With a current fleet of 75 737’s and an assumed economic life of twenty years QF should be replacing 3.75 aircraft per year. If we add in 3% organic growth we have another 2.25 aircraft. In other words QF should be purchasing 6 new 737 size aircraft each year or committing $330 million per annum of CAPEX to its domestic fleet.
With the Jetstar Asian partner airlines seeming to be reluctant to invest in the Jetstar franchises, the short term prospects for growth in these businesses seems to be limited. These airlines have been in a holding pattern for many years now.
I suspect for Jetstar to fund growth it will need to be structurally separated from the QANTAS group and capitalised through the introduction of new shareholders.
This type of scenario could revolve around a situation where QANTAS receives cash for the sale of a share in Jetstar, which in turn could be used to fund new QANTAS aircraft purchases.

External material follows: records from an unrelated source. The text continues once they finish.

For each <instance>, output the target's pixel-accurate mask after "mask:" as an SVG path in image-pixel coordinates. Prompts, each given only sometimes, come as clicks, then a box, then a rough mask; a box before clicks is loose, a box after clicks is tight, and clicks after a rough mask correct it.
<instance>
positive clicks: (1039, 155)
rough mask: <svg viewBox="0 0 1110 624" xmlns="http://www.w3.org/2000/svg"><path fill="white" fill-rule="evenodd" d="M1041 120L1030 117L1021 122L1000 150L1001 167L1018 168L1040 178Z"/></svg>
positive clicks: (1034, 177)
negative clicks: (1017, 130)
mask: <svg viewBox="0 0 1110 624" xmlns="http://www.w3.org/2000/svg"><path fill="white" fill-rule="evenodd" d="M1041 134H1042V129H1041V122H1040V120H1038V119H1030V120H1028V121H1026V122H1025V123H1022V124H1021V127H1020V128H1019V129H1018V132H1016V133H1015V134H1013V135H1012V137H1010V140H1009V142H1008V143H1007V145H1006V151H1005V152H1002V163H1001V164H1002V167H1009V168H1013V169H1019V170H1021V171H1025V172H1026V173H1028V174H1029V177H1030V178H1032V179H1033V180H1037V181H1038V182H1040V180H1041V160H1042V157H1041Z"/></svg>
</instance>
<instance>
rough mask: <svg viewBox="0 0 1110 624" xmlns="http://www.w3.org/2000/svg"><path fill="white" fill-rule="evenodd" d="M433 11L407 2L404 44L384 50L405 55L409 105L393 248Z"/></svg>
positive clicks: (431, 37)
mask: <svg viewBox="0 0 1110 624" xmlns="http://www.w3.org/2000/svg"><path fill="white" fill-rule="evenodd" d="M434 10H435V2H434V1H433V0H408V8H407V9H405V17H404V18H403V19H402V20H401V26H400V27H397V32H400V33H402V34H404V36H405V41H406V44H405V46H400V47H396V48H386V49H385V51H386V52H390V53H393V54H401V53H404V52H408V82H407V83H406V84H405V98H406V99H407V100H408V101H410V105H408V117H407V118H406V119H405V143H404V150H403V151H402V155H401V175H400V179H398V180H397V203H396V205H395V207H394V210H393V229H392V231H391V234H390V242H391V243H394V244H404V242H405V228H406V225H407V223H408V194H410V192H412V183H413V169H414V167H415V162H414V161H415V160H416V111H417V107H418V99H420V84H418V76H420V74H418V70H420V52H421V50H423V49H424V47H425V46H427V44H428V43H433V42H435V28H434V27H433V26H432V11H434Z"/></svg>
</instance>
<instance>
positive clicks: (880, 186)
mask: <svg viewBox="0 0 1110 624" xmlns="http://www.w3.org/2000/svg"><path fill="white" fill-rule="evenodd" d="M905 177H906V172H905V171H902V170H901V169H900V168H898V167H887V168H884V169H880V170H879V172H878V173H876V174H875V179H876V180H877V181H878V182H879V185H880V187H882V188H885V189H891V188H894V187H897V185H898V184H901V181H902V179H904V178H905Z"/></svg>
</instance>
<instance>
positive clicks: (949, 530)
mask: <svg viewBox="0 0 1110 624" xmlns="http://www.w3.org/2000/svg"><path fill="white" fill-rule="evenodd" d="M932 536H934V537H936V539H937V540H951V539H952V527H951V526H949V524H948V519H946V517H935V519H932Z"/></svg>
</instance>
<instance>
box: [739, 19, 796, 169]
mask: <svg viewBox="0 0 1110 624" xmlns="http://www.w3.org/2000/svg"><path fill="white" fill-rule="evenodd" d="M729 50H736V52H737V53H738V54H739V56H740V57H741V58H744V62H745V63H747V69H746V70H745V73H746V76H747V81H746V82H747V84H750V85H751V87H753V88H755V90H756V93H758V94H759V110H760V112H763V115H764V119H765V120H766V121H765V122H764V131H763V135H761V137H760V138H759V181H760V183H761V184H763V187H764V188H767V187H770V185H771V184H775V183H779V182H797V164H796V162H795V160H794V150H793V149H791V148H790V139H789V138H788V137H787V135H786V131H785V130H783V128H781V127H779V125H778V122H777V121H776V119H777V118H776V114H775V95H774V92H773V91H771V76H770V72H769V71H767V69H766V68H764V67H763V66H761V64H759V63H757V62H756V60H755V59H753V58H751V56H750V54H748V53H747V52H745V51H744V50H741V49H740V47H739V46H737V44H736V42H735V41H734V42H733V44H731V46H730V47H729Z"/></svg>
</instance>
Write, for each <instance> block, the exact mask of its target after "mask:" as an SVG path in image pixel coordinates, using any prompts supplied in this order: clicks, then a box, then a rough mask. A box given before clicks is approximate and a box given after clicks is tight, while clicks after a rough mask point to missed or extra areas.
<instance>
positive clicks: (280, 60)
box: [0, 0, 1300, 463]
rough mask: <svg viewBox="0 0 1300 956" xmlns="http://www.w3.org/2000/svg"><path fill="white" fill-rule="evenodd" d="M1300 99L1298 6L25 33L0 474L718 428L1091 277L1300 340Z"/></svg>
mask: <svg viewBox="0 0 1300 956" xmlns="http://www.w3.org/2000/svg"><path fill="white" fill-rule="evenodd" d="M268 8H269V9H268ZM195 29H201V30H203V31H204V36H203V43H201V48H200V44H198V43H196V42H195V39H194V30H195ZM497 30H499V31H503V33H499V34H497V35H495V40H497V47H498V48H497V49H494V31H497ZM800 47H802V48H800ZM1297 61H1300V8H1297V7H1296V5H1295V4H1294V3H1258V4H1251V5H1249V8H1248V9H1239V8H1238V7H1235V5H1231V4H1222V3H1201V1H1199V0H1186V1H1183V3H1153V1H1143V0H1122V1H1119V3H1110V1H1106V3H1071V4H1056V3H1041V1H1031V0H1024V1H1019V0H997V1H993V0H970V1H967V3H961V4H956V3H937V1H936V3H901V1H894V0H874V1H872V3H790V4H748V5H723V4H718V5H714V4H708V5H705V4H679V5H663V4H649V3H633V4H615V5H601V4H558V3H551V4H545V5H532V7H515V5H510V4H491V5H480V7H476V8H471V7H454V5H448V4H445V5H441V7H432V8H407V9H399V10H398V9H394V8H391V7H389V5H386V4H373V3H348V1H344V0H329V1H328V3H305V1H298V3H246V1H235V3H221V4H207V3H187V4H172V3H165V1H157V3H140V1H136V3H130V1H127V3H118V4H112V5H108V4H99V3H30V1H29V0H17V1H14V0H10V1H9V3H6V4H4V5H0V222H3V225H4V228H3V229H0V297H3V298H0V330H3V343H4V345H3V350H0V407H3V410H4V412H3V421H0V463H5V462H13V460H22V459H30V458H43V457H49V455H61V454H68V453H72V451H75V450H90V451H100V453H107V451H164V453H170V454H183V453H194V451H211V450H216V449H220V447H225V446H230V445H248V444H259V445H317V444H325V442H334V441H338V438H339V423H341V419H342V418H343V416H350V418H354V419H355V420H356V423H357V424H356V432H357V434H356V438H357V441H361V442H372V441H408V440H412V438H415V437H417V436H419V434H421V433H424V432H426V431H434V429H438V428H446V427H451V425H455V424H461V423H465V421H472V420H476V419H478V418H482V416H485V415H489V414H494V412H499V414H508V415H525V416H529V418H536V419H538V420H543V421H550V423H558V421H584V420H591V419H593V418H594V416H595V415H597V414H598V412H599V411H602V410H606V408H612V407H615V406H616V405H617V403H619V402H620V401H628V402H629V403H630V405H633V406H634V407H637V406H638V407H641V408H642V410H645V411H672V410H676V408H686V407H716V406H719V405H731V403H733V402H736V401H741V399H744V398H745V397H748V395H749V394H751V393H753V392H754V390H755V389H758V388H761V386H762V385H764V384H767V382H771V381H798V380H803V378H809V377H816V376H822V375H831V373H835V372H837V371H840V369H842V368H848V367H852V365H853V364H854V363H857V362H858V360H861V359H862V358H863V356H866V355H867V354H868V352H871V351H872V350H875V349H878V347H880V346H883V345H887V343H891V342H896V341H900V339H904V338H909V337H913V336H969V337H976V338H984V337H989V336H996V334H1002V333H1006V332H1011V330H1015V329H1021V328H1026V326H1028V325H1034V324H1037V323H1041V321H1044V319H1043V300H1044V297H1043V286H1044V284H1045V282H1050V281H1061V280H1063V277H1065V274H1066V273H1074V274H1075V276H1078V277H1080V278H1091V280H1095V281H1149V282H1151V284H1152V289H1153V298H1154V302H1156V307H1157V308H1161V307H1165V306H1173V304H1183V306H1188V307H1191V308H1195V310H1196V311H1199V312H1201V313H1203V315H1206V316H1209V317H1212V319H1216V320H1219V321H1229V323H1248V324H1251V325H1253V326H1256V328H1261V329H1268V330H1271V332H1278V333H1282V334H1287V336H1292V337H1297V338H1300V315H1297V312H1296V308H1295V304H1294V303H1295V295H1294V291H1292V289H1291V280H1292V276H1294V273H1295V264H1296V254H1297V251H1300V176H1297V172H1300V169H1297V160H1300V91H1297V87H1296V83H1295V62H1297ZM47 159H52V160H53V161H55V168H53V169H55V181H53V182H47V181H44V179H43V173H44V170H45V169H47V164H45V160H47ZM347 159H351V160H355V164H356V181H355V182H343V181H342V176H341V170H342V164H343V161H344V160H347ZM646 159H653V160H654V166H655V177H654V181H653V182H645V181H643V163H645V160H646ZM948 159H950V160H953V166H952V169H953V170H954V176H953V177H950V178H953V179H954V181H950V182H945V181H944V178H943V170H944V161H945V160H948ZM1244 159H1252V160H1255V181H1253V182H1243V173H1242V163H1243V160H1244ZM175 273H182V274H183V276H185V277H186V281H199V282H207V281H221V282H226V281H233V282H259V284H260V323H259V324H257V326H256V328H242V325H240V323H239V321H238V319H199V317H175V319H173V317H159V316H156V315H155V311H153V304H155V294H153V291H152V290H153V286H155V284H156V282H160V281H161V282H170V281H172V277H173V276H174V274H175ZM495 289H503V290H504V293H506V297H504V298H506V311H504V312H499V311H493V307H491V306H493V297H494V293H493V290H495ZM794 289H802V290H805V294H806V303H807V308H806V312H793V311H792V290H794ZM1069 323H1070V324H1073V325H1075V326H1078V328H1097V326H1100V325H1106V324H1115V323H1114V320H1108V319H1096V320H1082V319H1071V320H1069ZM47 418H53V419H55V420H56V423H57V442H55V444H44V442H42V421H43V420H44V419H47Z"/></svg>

A larger QANTAS group of airlines could see the QANTAS and Jetstar domestic operations generating sustainable profits in excess of $1B per year, the international airline generating profits of $0.6-0.8b per year and the Jetstar Asian franchises placed back into growth mode to ensure critical mass and sustained profits for the future.
A QANTAS generating year on year profits of $2b annually and substantial free cash flows combined with future growth prospects from the Jetstar Asian franchises and QANTAS International ticks all the boxes as an excellent investment.
As the analyst mentioned in the article, the road forward revolves around funding. I’d suggest QANTAS’s future debt profile could in part be addressed by:
1. Reviewing the current dividend and share buy-back strategy with the intent of committing additional free cash flows to CAPEX spending on new aircraft (three years).
2. Review of the buy-out of existing aircraft lease and financing strategy with the intent of increasing funding for CAPEX on new aircraft.
3. Restructure of current 737 aircraft leases to simplify and reduce finance costs on older aircraft
4. Committing to an order for 15-30 737MAX aircraft as soon as practically possible. Use of self-funding / short term debt to ensure maximum ownership flexibility for the aircraft.
5. Committing to additional 787-9 aircraft for the purpose of entering new international markets and growing market share.
6. Committing to an order for 10-15 787-10 aircraft for replacement of A330-300 and early build A330-200 aircraft and growth in market using a combination of free cash flows, syndicated loans and leasing finance arrangements.
7. Development of the Brisbane and Perth airport bases for increased 787 flying and growth market opportunities.
8. Retain three 747 (non ER) aircraft for an additional two years for seasonal flying / development of growth market opportunities.
9. Sale of four A380-800 aircraft to reduce the commitment to the type.
10. Purchase of six 777-9X for replacement of A380-800 aircraft
11. Deferral of the Project Sunrise project including aircraft purchases till 2024.
12. Review of Jetstar New Zealand strategy including:
a. Committing additional A320 and Q300 aircraft to the Jetstar New Zealand operation.
b. Committing 3-4 787-9 aircraft based at Auckland airport for new Jetstar LCC markets in the Americas and Asia.
c. Development of Auckland airport as a hub for increased International flying.
13. Review of QANTAS New Zealand strategy with the intent of taking advantage of Virgin Australia weakness in market including:
a. Committing 8-10 A321NEO aircraft to the New Zealand JetConnect business for QANTAS Trans-Tasman flying.
b. Committing additional A330-200 aircraft to dedicated Trans-Tasman flying.
c. Development of Auckland airport as hub for increased International flying.